The age-related increase in serum titers of anti-EBNA and anti–EBNA-1 antibodies among individuals with MS was a striking and unexpected finding. The fact that this increase occurred between the late teens and the mid to late 20s, independently from the age of MS onset, supports the hypothesis of an age of vulnerability for the acquisition of MS.²¹ The incidence of infectious mononucleosis peaks at this age, but since most participants in our study were already EBNA-1 seropositive at the time of first blood collection, a newly acquired EBV infection is an unlikely cause of this antibody response. More likely, the antibody response is due to either infection with a separate microorganism or other factors that alter the immune response to EBV²² or, more speculatively, to infection with a strain of EBV different from that originally carried by the host. There is increasing evidence that coinfection with multiple EBV strains, either acquired sequentially or simultaneously, is common even in healthy individuals,²³ but little is known about serological response or other consequences of coinfection.

It has been suggested that multiple infections in early childhood may reduce the risk of MS by downregulating autoimmune responses that could be triggered by infection with the same or related microbes later in life.^24- 25 This hypothesis, often called the “hygiene hypothesis,” has also been invoked to explain more generally a positive relationship between incidence of autoimmune and allergic diseases and level of sanitation.²⁶ A confirmed prediction of this hypothesis is an increased risk of MS among individuals with a history of infectious mononucleosis, which is a strong marker of late age for EBV infection.²⁷ A key question, however, is whether there is a specific role for late infection with EBV in triggering MS. If so, the hygiene hypothesis would predict a low MS risk among EBV-uninfected individuals. In contrast, in the absence of a specific role of EBV, the lack of anti-EBV antibodies would only be relevant as a marker of low exposure to infection in childhood,²⁸ and EBV-uninfected individuals would be predicted to have a high MS risk. Consistent with the first formulation, the risk of MS among EBV-seronegative individuals is several fold lower than among EBV-positive individuals.²⁹ Innate resistance to both EBV and MS could be invoked to explain this association, but this explanation is virtually ruled out by the recent finding of an 8-fold higher risk of MS among children infected with EBV than among those not infected.³⁰ This strong association also provides evidence to counter the explanation that the increase in anti-EBNA titers in our study is a consequence of a change in the immune system occurring years before the clinical onset of MS.

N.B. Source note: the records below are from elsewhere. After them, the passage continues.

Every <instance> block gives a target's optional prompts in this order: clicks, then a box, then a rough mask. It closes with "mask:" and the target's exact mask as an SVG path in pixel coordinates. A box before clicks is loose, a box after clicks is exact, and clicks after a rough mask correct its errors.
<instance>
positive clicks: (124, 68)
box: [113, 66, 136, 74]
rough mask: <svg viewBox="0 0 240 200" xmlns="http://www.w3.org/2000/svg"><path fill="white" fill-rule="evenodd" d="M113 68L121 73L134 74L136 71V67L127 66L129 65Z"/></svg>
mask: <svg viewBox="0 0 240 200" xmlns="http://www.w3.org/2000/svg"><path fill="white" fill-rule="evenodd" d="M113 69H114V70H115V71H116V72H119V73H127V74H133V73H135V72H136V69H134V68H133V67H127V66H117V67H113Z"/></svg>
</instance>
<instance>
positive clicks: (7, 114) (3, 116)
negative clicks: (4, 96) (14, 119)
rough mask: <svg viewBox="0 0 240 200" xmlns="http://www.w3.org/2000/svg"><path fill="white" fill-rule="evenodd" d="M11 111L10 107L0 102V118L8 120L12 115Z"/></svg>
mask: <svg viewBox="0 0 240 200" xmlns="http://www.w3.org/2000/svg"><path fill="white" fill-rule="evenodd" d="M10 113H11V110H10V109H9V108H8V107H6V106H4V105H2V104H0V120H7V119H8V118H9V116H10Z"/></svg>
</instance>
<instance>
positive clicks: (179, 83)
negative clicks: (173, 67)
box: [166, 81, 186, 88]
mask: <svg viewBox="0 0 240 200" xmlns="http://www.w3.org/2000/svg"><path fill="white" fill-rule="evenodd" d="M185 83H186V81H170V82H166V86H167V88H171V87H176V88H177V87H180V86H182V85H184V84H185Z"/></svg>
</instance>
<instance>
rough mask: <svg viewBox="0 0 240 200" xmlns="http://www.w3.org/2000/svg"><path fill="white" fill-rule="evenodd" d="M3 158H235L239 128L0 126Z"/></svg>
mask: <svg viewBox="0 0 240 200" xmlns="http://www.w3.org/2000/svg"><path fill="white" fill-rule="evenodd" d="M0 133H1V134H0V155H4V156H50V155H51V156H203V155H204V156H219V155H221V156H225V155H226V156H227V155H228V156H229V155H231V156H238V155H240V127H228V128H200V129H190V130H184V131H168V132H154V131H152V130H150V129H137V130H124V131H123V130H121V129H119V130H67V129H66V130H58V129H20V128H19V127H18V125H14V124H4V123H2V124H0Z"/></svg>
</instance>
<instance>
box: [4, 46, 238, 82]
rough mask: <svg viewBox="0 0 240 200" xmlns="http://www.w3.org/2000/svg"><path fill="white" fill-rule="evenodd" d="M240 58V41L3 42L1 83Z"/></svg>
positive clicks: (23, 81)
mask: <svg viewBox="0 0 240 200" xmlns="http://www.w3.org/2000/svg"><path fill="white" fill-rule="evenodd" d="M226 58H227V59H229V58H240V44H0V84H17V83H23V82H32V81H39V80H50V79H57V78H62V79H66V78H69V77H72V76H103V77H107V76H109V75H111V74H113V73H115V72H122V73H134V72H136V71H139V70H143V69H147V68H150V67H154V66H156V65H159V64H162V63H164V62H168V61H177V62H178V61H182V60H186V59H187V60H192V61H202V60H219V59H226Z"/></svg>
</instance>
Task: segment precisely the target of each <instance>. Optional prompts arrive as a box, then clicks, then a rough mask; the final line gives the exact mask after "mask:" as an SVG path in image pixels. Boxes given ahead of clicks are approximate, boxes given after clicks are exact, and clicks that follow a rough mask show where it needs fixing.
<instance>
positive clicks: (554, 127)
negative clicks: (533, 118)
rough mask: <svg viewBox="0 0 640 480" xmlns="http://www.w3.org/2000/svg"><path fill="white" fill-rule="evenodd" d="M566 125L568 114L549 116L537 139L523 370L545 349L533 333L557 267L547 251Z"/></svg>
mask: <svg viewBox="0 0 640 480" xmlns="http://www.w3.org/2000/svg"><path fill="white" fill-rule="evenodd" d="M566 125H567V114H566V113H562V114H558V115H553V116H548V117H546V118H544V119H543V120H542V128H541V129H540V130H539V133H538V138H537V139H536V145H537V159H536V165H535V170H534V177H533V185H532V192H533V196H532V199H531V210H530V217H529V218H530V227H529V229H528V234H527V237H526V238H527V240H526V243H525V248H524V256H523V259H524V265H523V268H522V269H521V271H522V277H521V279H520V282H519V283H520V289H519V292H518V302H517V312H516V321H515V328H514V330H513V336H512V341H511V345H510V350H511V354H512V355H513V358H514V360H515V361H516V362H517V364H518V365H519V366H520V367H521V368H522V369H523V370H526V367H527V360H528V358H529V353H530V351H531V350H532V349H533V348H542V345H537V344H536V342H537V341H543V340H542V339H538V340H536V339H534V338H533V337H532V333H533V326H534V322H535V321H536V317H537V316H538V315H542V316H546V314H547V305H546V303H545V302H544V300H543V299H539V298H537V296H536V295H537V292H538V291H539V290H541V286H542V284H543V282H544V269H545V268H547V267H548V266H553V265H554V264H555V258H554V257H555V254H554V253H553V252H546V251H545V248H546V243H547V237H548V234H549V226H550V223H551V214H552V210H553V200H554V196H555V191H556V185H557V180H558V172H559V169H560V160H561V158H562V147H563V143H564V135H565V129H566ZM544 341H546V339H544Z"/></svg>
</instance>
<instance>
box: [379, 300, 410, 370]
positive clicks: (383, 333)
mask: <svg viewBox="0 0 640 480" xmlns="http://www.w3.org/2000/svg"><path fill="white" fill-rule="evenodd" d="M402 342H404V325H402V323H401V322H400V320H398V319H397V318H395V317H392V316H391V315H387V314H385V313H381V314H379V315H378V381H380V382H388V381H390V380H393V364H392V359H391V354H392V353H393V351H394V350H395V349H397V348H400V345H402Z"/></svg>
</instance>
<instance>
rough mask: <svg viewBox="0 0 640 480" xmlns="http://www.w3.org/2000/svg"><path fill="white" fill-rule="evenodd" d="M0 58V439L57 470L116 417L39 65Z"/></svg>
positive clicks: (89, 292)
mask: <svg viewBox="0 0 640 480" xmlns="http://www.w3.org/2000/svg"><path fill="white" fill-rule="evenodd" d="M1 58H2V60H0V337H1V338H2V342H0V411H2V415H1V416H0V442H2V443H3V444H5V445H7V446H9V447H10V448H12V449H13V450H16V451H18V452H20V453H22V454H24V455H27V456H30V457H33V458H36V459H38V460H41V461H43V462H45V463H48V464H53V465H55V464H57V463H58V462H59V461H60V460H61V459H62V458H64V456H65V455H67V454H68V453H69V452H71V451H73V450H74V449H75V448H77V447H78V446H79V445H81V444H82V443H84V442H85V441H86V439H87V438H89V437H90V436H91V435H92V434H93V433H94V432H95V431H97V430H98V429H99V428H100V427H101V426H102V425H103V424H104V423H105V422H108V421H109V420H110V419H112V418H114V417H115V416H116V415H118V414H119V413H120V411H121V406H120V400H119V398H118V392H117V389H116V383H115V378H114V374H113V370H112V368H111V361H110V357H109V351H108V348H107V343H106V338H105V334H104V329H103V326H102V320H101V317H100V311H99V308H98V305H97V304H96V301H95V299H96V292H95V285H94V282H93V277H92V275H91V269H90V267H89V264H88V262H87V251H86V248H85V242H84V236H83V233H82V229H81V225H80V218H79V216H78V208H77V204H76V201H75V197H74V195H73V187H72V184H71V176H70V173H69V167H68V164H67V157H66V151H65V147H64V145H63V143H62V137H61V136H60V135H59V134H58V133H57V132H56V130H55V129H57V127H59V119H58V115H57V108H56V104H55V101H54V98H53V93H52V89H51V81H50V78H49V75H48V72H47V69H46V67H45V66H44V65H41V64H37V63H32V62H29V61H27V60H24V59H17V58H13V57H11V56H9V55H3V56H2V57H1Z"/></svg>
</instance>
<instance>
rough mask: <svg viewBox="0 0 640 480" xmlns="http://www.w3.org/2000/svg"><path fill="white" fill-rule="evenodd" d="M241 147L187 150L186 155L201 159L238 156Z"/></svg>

Overall, the results of our investigation therefore support a specific role of EBV as a risk factor for MS. Because of the central role of EBV infection in the hygiene hypothesis, we suggest that it should be called the “EBV hypothesis” or the “EBV variant of the hygiene hypothesis” of MS, to differentiate it from the more general version of the hygiene hypothesis that refers to asthma and other immune conditions, but does not seem to include MS. Similar epidemiological evidence relates EBV infection to systemic lupus erythematosus,³¹ suggesting that EBV may be a risk factor for autoimmune diseases.